The luminous ray that came straight up from below drew the weight of her body towards the abyss. It seemed to her that the ground of the oscillating square went up the walls, and that the floor dipped on end like a tossing boat. She was right at the edge, almost hanging, surrounded by vast space. The blue of the heavens suffused her, the air was whirling in her hollow head; she had but to yield, to let herself be taken; and the humming of the lathe never ceased, like an angry voice calling her.

‘Emma! Emma!’ cried Charles.

She stopped.

‘Wherever are you? Come!’

The thought that she had just escaped from death almost made her faint with terror. She closed her eyes; then she shivered at the touch of a hand on her sleeve; it was Félicité.

‘Master is waiting for you, madame; the soup is on the table.’

And she had to go down to sit at table.

She tried to eat. The food choked her. Then she unfolded her napkin as if to examine the darns, and she really thought of applying herself to this work, counting the threads in the linen. Suddenly the remembrance of the letter returned to her. How had she lost it? Where could she find it? But she felt such weariness of spirit that she could not even invent a pretext for leaving the table. Then she became a coward; she was afraid of Charles; he knew all, that was certain! Indeed he pronounced these words in a strange manner: ‘We are not likely to see Monsieur Rodolphe soon again, it seems.’

‘Who told you?’ she said, shuddering.

‘Who told me!’ he replied, rather astonished at her abrupt tone. ‘Why, Girard, whom I met just now at the door of the Café Français. He has gone on a journey, or is to go.’

She gave a sob.

‘What surprises you in that? He goes off like that from time to time for a change, and my word! I think he’s right when you’re a bachelor and well-off too. Besides, he has jolly times, has our friend. He’s a bit of a rake. Monsieur Langlois told me – ’

He stopped for propriety’s sake because the servant came in. She put back into the basket the apricots scattered on the sideboard. Charles, without noticing his wife’s colour, had them brought to him, took one, and bit into it.

‘Ah! perfect!’ said he; ‘just taste!’

And he handed her the basket, which she put away from her gently.

‘Do just smell! What an odour!’ he remarked, passing it under her nose several times.

‘I’m choking,’ she cried, leaping up. But by an effort of will the spasm passed; then – ‘It is nothing,’ she said, ‘it is nothing! It is nervousness.
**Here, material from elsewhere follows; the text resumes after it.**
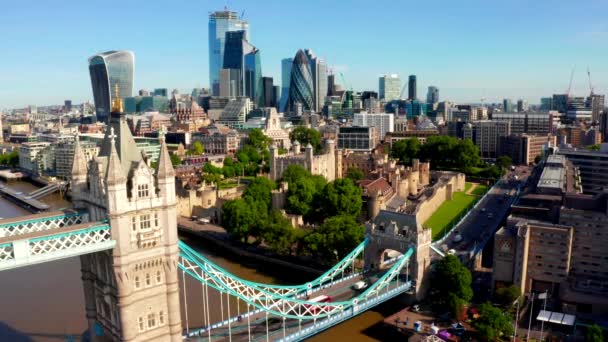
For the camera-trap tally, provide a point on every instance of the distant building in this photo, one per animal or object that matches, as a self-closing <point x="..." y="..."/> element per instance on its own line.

Sit down and go on with your meal.’ For she was afraid of his beginning to question her, and look after her, and not leave her alone.

Charles obediently sat down again, and spat the stones of the apricots into his hands, afterwards putting them on his plate.
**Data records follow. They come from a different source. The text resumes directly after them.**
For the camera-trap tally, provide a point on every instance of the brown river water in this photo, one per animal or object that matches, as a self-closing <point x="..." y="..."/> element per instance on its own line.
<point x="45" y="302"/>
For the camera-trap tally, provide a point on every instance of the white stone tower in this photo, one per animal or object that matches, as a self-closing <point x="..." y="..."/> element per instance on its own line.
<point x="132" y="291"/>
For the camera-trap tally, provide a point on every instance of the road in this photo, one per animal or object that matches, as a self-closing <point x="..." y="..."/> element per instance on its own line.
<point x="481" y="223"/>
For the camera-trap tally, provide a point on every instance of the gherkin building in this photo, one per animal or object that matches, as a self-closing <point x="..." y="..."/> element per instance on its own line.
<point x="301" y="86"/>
Suddenly a blue tilbury passed across the square at a rapid trot. Emma uttered a cry and fell back rigid to the ground.

In fact, Rodolphe, after many reflections, had decided to set out for Rouen. Now, as from La Huchette to Buchy there is no other way than by Yonville, he had to go through the village, and Emma had recognised him by the rays of the lanterns, as they flashed like lightning through the dusk.

The chemist, at the tumult which broke out in the house, ran in. The table with all the plates was upset; sauce, meat, knives, the salt, and cruet-stand were strewn over the room; Charles was calling for help; Berthe, scared, was crying; and Félicité, whose hands trembled, was unlacing her mistress, whose whole body shivered convulsively.

‘I’ll run to my laboratory for some aromatic vinegar,’ said the druggist.

Then as she opened her eyes on smelling the bottle – ‘I was sure of it,’ he remarked; ‘that would wake a dead man for you!’